Da Firenze arrivò la notizia: Federico era morto in un crollo nella foresta. Un tronco lo aveva schiacciato.
Lo seppellirono tutti insieme. Caterina non andò. Non voleva mostrare il suo dolore. Ma quella sera andò da sola — sulla tomba fresca. Stette in piedi, pregò. Senza sapere per cosa. Pianse soltanto — piano, a lungo, come se per tutto quel tempo avesse trattenuto il respiro.
E all’improvviso — una mano sulla spalla. Si voltò. Elisa. Vestita di nero. Si guardarono senza parlare. Poi si allontanarono, senza una parola.
Passarono molti anni. Elisa morì. Caterina ora andava spesso al cimitero. Lì — il marito, i genitori… e quella tomba. Due fianco a fianco.
Se ne prendeva cura. Puliva le lapidi. Strappava le erbacce. E un giorno — incontrò di nuovo Elisa. Come un fantasma, nell’ombra.
— Vieni ancora da lui, vero, Caterina? Anche ora? — sussurrò.
— Lo sapevi, lui ti amava. Solo te. Forse questo ti consolerà…

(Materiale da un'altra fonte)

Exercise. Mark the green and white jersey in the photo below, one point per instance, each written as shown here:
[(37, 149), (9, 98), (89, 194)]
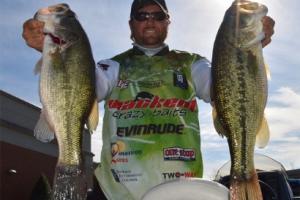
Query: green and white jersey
[(151, 131)]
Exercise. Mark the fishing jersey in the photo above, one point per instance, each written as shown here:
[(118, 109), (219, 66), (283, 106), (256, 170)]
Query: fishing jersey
[(150, 131)]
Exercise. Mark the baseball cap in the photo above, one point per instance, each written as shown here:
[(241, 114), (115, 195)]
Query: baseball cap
[(138, 4)]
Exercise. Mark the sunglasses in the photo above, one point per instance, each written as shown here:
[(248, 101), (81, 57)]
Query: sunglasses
[(157, 16)]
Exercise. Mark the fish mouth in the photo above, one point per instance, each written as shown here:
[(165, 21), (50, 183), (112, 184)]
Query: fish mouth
[(54, 10), (249, 7), (49, 14), (55, 39)]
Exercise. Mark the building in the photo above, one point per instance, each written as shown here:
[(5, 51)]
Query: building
[(23, 158)]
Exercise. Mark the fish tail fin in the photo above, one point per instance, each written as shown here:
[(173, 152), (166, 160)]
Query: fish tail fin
[(245, 189)]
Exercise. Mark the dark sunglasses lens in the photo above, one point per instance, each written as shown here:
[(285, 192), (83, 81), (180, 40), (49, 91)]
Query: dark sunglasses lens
[(159, 16), (143, 16)]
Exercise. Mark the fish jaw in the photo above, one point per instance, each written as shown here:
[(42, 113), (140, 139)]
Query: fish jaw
[(243, 24), (52, 17)]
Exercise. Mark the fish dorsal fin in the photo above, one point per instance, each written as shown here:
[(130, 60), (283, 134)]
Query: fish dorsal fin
[(42, 130), (93, 119), (217, 124), (263, 135), (38, 66)]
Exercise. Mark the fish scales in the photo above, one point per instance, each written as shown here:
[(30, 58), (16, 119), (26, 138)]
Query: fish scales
[(240, 92)]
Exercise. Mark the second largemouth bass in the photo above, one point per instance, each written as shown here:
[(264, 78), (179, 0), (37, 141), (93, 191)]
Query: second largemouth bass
[(67, 93), (240, 92)]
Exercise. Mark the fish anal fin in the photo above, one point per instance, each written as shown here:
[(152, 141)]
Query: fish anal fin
[(42, 130), (242, 189), (263, 135), (93, 118), (217, 124)]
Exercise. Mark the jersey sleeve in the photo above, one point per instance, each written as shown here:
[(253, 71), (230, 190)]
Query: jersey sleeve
[(201, 75), (106, 77)]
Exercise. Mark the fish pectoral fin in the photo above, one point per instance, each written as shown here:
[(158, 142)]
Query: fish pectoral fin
[(93, 119), (263, 135), (38, 66), (268, 71), (42, 130), (217, 124)]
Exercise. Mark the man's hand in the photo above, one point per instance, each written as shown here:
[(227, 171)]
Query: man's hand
[(33, 34), (268, 27)]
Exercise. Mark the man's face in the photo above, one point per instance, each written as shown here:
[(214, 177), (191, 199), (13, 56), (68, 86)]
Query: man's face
[(151, 32)]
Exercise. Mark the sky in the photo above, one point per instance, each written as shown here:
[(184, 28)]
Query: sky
[(193, 27)]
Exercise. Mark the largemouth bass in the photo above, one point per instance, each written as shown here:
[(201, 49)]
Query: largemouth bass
[(67, 94), (239, 83)]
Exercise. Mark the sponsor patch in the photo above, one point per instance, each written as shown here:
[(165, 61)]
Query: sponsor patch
[(177, 175), (148, 129), (176, 153), (144, 100), (150, 84), (180, 80), (123, 84)]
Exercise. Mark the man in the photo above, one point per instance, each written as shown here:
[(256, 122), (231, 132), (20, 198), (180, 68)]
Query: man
[(151, 129)]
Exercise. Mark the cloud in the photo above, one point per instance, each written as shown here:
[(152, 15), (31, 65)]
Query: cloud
[(283, 113)]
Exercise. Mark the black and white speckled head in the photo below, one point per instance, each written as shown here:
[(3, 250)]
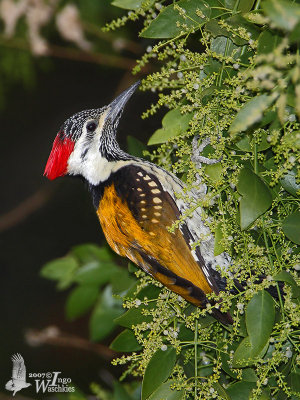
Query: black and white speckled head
[(86, 143)]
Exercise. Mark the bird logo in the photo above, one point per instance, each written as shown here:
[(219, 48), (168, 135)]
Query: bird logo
[(18, 380)]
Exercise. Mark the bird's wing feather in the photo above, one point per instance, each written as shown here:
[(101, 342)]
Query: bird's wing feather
[(19, 369), (136, 213)]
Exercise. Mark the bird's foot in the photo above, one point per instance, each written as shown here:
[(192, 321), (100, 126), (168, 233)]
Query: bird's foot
[(198, 148)]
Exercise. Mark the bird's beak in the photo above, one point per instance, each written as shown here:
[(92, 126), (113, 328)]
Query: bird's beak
[(116, 107)]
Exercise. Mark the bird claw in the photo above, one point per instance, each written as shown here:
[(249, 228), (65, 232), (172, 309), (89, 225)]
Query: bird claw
[(197, 149)]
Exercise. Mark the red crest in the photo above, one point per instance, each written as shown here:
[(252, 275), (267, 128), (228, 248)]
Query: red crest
[(58, 160)]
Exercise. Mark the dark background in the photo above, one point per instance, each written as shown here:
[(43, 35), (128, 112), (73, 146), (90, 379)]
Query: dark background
[(42, 220)]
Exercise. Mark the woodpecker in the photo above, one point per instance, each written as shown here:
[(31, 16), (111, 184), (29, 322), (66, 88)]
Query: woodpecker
[(136, 203)]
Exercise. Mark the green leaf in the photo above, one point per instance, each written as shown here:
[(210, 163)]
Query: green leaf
[(294, 381), (89, 252), (125, 342), (260, 317), (134, 316), (102, 319), (135, 147), (224, 45), (80, 300), (120, 392), (174, 123), (256, 197), (246, 143), (121, 281), (240, 390), (214, 171), (267, 42), (295, 34), (94, 273), (164, 392), (284, 276), (219, 248), (165, 25), (102, 322), (290, 184), (291, 227), (244, 355), (245, 5), (61, 270), (221, 391), (283, 14), (158, 370), (250, 113), (249, 375), (128, 4)]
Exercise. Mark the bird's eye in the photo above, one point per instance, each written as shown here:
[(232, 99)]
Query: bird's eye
[(91, 126)]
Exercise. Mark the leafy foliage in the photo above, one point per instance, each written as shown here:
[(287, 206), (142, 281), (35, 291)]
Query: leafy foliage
[(228, 70)]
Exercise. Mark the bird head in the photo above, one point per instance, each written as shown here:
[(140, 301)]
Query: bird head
[(86, 142)]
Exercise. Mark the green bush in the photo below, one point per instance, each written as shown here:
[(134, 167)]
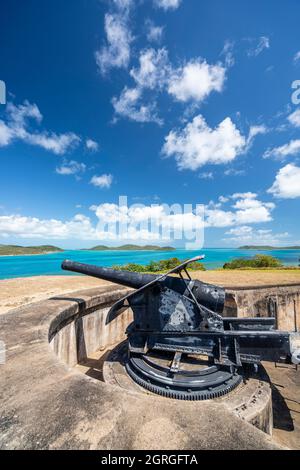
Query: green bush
[(158, 266), (258, 261)]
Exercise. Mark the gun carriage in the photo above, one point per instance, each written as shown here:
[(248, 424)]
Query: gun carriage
[(178, 322)]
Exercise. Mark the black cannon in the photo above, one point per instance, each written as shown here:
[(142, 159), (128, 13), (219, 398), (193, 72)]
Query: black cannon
[(177, 324)]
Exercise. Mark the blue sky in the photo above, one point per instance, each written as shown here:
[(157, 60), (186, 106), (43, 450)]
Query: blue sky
[(162, 101)]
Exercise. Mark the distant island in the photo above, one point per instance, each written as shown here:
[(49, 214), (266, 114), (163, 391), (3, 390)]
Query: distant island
[(131, 248), (266, 247), (14, 250)]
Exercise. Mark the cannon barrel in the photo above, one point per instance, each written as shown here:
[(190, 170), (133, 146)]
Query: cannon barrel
[(124, 278), (208, 295)]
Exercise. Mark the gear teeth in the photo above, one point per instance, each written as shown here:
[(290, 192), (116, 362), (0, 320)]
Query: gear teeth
[(182, 395)]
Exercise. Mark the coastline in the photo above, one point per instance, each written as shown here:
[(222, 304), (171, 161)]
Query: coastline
[(22, 291)]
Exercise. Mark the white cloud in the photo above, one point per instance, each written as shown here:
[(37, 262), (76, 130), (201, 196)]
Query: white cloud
[(248, 235), (6, 134), (196, 80), (92, 145), (255, 131), (154, 32), (79, 227), (140, 218), (247, 209), (58, 144), (206, 175), (234, 172), (129, 105), (103, 181), (228, 54), (297, 57), (261, 44), (294, 118), (248, 195), (16, 128), (290, 149), (153, 69), (116, 53), (70, 168), (167, 4), (197, 144), (287, 183)]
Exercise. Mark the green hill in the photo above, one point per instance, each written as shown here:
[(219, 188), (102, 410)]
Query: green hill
[(131, 248), (13, 250)]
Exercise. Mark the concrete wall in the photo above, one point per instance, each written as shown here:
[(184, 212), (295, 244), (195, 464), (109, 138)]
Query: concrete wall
[(74, 342), (282, 302)]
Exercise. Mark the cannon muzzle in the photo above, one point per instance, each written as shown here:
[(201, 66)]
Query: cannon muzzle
[(124, 278), (210, 296)]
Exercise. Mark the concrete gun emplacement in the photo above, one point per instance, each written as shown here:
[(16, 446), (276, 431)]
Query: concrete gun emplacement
[(177, 317)]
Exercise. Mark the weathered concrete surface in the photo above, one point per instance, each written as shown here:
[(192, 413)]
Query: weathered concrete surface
[(281, 302), (47, 405)]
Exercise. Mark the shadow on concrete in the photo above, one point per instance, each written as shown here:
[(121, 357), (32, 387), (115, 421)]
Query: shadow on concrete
[(78, 323)]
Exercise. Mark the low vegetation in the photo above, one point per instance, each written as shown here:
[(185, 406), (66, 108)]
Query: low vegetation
[(159, 266), (257, 262), (14, 250)]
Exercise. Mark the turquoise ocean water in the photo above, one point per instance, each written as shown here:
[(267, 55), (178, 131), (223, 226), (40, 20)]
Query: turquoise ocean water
[(39, 265)]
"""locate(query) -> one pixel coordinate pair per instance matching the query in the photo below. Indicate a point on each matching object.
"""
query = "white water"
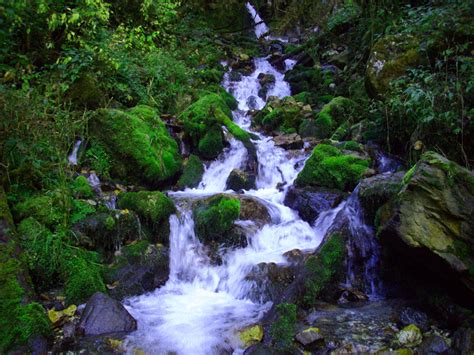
(203, 306)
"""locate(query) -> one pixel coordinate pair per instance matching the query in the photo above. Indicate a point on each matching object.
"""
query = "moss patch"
(329, 167)
(322, 267)
(138, 143)
(192, 174)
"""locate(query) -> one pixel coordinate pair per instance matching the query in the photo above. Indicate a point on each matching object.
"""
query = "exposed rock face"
(430, 221)
(240, 180)
(310, 202)
(289, 141)
(391, 56)
(141, 268)
(104, 315)
(377, 190)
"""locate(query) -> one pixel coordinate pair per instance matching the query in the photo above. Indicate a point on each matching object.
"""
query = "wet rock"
(391, 56)
(433, 345)
(311, 202)
(240, 180)
(251, 335)
(141, 267)
(104, 315)
(309, 336)
(377, 190)
(430, 224)
(289, 141)
(409, 336)
(412, 316)
(463, 341)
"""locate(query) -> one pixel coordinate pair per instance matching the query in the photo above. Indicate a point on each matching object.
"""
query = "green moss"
(210, 146)
(192, 174)
(216, 217)
(81, 188)
(283, 329)
(322, 267)
(328, 167)
(20, 319)
(152, 206)
(82, 274)
(338, 111)
(139, 144)
(45, 208)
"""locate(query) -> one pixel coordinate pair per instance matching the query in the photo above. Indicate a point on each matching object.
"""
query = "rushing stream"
(202, 306)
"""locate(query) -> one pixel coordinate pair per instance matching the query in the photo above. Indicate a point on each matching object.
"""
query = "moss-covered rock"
(215, 217)
(203, 122)
(138, 143)
(141, 267)
(154, 209)
(192, 174)
(391, 56)
(323, 267)
(329, 167)
(430, 223)
(338, 111)
(284, 115)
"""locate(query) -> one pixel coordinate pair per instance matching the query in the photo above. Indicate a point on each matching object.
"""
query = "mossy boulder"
(21, 319)
(330, 167)
(337, 112)
(154, 209)
(192, 174)
(322, 268)
(391, 56)
(203, 122)
(140, 147)
(429, 223)
(141, 267)
(282, 115)
(215, 217)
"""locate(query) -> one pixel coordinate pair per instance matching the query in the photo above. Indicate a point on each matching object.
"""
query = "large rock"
(377, 190)
(104, 315)
(430, 223)
(391, 56)
(141, 267)
(311, 202)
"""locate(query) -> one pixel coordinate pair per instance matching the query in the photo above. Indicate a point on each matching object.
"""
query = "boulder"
(391, 56)
(289, 141)
(430, 223)
(141, 267)
(309, 336)
(240, 180)
(311, 202)
(377, 190)
(409, 336)
(137, 143)
(104, 315)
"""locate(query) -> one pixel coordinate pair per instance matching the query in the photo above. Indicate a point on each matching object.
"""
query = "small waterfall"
(72, 158)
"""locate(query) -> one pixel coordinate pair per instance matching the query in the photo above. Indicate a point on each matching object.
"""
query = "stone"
(430, 224)
(311, 202)
(391, 56)
(104, 315)
(309, 336)
(240, 180)
(433, 345)
(251, 335)
(409, 336)
(289, 141)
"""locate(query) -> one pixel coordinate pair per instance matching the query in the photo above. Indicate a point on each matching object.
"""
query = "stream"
(203, 306)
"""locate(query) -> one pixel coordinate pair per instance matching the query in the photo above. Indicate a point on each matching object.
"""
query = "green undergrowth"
(329, 167)
(322, 267)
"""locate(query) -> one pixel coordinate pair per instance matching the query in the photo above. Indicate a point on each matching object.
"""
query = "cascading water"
(202, 306)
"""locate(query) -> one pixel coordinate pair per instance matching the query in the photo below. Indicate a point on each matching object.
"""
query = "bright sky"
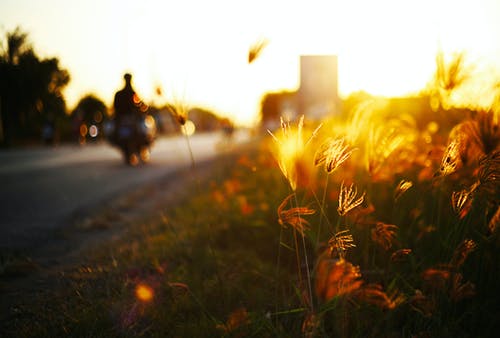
(196, 50)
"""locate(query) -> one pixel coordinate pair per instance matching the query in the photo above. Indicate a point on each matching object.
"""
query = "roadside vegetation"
(365, 226)
(380, 223)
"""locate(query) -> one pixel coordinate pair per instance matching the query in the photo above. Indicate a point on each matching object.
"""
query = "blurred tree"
(31, 100)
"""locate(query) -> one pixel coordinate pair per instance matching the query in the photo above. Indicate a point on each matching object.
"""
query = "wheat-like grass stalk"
(348, 200)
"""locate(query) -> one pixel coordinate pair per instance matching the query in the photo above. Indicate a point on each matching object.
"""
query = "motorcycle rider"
(134, 129)
(127, 105)
(126, 101)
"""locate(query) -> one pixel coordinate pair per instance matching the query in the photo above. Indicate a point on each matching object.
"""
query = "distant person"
(126, 101)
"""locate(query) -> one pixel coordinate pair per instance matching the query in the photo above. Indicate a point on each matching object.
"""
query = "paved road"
(41, 188)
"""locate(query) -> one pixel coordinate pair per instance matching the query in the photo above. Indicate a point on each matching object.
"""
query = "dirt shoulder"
(25, 276)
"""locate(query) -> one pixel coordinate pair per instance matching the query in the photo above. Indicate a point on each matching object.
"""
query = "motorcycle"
(134, 136)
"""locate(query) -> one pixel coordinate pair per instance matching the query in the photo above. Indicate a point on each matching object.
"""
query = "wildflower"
(459, 290)
(347, 199)
(293, 216)
(332, 153)
(340, 242)
(400, 255)
(459, 201)
(462, 251)
(436, 279)
(336, 278)
(144, 292)
(423, 304)
(402, 187)
(451, 158)
(373, 294)
(384, 234)
(495, 221)
(290, 150)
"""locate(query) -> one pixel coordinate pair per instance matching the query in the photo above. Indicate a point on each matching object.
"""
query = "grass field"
(371, 226)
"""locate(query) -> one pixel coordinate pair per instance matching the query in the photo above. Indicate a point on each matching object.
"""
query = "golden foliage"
(236, 319)
(373, 294)
(340, 242)
(332, 153)
(462, 251)
(400, 255)
(290, 150)
(293, 216)
(336, 277)
(347, 199)
(384, 234)
(402, 187)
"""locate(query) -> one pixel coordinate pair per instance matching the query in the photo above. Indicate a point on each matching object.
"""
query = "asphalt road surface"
(41, 188)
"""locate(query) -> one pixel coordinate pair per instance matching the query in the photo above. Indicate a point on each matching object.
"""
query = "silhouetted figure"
(126, 101)
(134, 129)
(128, 110)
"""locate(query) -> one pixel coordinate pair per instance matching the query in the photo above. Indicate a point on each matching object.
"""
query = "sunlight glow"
(201, 48)
(144, 292)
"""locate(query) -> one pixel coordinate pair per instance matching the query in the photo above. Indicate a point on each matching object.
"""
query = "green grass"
(219, 263)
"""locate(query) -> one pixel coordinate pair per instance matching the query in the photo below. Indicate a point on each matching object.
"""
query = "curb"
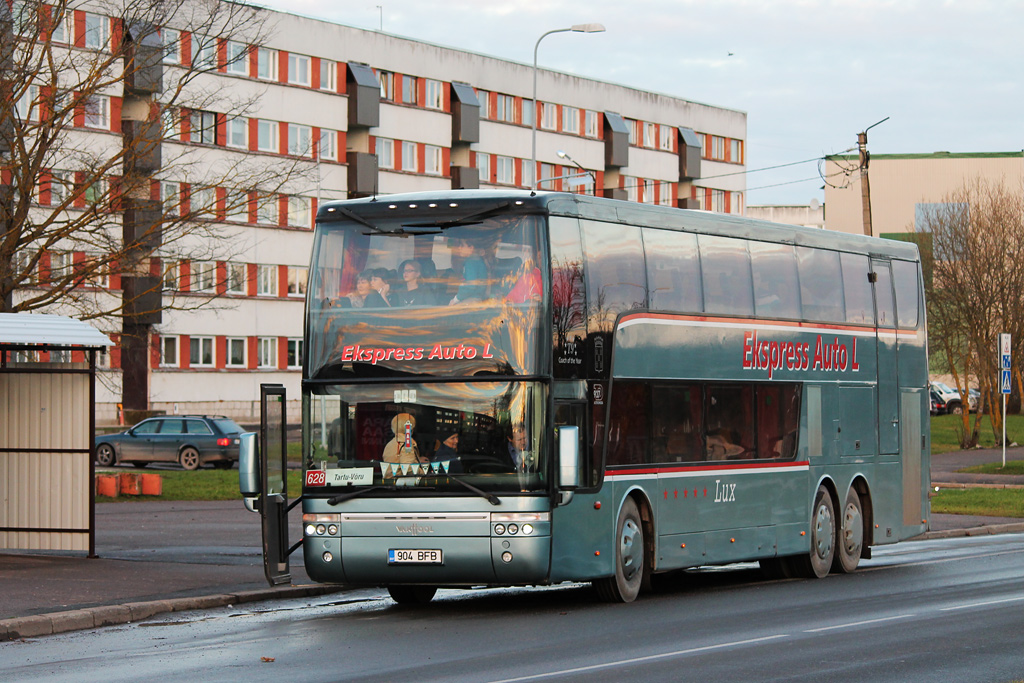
(92, 617)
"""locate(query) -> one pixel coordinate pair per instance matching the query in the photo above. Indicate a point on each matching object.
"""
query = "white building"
(366, 113)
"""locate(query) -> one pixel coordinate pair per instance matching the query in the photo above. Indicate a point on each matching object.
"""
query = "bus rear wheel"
(851, 535)
(625, 585)
(412, 595)
(817, 563)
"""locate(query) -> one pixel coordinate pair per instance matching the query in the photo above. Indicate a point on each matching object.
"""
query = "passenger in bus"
(413, 291)
(380, 294)
(402, 449)
(474, 272)
(363, 290)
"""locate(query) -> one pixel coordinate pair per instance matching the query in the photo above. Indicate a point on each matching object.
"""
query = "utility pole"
(865, 187)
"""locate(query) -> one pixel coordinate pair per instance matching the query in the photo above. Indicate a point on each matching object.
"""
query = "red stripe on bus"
(804, 464)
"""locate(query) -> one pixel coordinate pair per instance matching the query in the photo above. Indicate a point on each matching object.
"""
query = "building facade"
(350, 113)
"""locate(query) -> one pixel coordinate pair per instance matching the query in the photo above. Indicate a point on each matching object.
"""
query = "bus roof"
(616, 211)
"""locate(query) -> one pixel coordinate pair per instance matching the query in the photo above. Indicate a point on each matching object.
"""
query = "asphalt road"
(948, 609)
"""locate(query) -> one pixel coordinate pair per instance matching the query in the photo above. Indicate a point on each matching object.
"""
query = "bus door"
(887, 349)
(273, 493)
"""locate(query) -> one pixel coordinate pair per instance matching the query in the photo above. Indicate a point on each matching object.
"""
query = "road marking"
(856, 624)
(649, 657)
(982, 604)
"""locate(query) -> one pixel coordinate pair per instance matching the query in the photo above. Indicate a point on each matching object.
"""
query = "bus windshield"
(488, 434)
(461, 298)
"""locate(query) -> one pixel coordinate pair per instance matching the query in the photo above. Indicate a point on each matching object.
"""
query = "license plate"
(397, 556)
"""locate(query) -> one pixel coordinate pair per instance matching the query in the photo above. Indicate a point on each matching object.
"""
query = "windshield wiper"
(494, 500)
(471, 219)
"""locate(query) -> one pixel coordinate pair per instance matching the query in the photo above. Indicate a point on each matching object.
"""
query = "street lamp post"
(579, 28)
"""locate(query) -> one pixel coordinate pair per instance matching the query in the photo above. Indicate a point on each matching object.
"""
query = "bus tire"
(817, 562)
(851, 535)
(412, 595)
(625, 585)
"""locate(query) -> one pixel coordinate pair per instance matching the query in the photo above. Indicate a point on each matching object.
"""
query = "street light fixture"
(579, 28)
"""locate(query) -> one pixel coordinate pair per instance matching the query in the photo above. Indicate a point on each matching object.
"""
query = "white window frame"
(410, 157)
(266, 281)
(238, 57)
(300, 140)
(329, 75)
(203, 276)
(295, 353)
(298, 278)
(432, 160)
(385, 153)
(236, 344)
(202, 344)
(434, 93)
(266, 352)
(300, 212)
(328, 144)
(267, 135)
(298, 69)
(266, 63)
(169, 350)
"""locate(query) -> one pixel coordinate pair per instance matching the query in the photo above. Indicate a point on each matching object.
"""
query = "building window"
(168, 351)
(266, 137)
(171, 40)
(299, 140)
(266, 63)
(483, 164)
(266, 352)
(97, 32)
(409, 157)
(387, 85)
(299, 211)
(238, 133)
(267, 210)
(201, 351)
(204, 275)
(385, 153)
(297, 278)
(434, 94)
(237, 352)
(328, 145)
(238, 58)
(432, 160)
(667, 137)
(266, 281)
(204, 127)
(298, 69)
(237, 278)
(97, 112)
(549, 116)
(570, 120)
(329, 75)
(294, 353)
(505, 170)
(409, 95)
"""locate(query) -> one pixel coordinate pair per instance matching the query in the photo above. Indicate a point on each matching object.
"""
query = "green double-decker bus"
(514, 388)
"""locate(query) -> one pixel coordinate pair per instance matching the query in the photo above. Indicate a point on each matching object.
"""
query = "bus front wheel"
(851, 535)
(817, 563)
(412, 595)
(625, 585)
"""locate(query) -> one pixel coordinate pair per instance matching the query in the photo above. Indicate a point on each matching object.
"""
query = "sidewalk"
(158, 557)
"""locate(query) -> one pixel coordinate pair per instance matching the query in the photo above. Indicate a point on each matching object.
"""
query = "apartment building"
(348, 113)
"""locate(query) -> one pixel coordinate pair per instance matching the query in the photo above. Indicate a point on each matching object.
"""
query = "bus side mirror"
(249, 474)
(568, 457)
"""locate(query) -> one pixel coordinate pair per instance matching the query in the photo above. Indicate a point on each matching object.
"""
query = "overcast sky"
(809, 74)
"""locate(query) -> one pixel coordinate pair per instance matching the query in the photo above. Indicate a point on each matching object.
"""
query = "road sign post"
(1005, 384)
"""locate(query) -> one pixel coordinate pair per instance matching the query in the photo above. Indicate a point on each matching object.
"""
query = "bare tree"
(978, 248)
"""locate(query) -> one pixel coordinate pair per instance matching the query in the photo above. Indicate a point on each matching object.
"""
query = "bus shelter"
(47, 421)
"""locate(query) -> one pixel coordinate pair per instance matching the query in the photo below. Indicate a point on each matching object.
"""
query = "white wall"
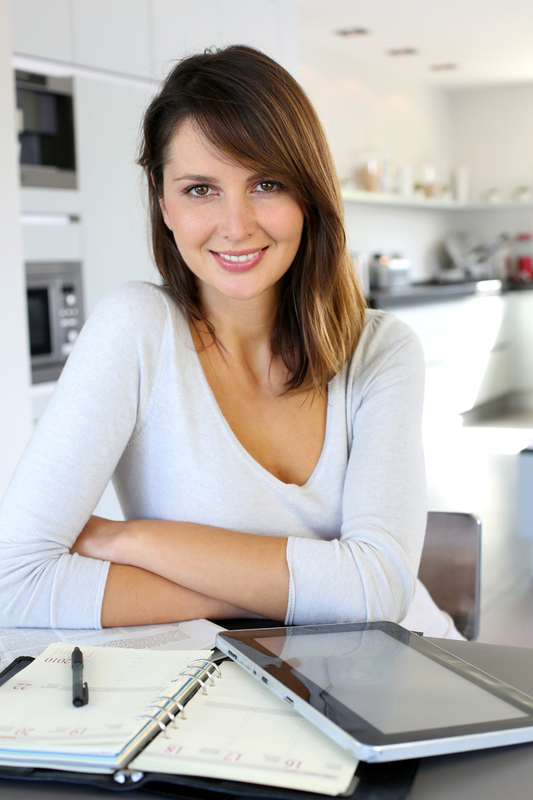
(493, 133)
(371, 111)
(14, 359)
(365, 109)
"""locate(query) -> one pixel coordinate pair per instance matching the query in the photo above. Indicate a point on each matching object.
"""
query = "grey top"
(133, 404)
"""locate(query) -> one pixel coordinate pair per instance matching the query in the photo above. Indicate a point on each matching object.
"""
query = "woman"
(261, 426)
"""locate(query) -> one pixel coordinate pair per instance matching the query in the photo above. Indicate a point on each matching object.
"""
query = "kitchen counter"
(434, 292)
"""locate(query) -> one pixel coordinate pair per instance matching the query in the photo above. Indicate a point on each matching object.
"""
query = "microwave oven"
(45, 113)
(55, 315)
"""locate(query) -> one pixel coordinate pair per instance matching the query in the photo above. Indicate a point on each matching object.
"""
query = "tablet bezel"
(353, 731)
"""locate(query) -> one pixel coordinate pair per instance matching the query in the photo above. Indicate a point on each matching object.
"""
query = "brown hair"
(251, 109)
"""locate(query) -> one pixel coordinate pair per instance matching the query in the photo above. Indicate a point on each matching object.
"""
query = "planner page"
(240, 731)
(39, 720)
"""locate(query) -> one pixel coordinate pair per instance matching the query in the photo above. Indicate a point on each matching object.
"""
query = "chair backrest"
(450, 567)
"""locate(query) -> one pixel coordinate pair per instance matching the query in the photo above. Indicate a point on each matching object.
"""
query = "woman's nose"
(237, 221)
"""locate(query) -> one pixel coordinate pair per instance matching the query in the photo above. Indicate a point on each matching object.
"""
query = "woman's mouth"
(238, 262)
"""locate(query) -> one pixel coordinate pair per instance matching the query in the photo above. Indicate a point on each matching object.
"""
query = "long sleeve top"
(133, 405)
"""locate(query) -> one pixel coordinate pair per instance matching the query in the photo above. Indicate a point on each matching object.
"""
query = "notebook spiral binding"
(166, 708)
(198, 667)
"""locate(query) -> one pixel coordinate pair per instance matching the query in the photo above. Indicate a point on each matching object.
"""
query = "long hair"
(252, 110)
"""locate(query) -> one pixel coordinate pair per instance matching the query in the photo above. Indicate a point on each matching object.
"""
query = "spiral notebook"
(166, 712)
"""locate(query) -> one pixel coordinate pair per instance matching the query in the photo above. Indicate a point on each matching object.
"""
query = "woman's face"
(237, 231)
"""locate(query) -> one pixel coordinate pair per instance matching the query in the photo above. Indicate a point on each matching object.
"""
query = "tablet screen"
(391, 685)
(389, 692)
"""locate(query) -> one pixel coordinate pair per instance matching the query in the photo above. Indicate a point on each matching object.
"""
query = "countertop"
(434, 292)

E allora Caterina capì all’improvviso — non aveva amato Federico per tutta la vita. Aveva amato ciò che era stato tra loro nei sogni. Aveva amato il sogno. E accanto a lei, per tutto quel tempo, c’era stato un uomo — vero. Fedele. Dolce. Niccolò. Marito, amico, sostegno. E lei si era nascosta nei ricordi, come in un vecchio baule, cercando il profumo del passato.
E non serbava più rancore verso Elisa. Tutto questo — non contava più. Era passato.
…Anna Maria sollevò i secchi. Annusò l’odore dei garofani. Stavano appassendo… Doveva tagliarli — e portarli al cimitero. A Elisa piacevano tanto. Quel profumo speziato, amaro… come una promessa irraggiungibile.
Già dal sentiero gridò:
— Nico! Niccolò, devo dirti una cosa!
— Che succede? — rispose lui, preoccupato.
Lei sorrise e, affondando il viso nel suo petto, sussurrò:
— Ti amo, Nico…
E arrossì, come una ragazzina. Lui la strinse senza parole. Nei suoi occhi c’era tutto: stupore, tenerezza… e l’amore che aveva portato avanti per tutta la loro vita.
Caterina non passò più davanti a quelle due tombe senza fermarsi. Puliva il granito, sussurrava preghiere. Come se sperasse che lassù, in cielo, ci fosse finalmente la pace. Vera. Eterna.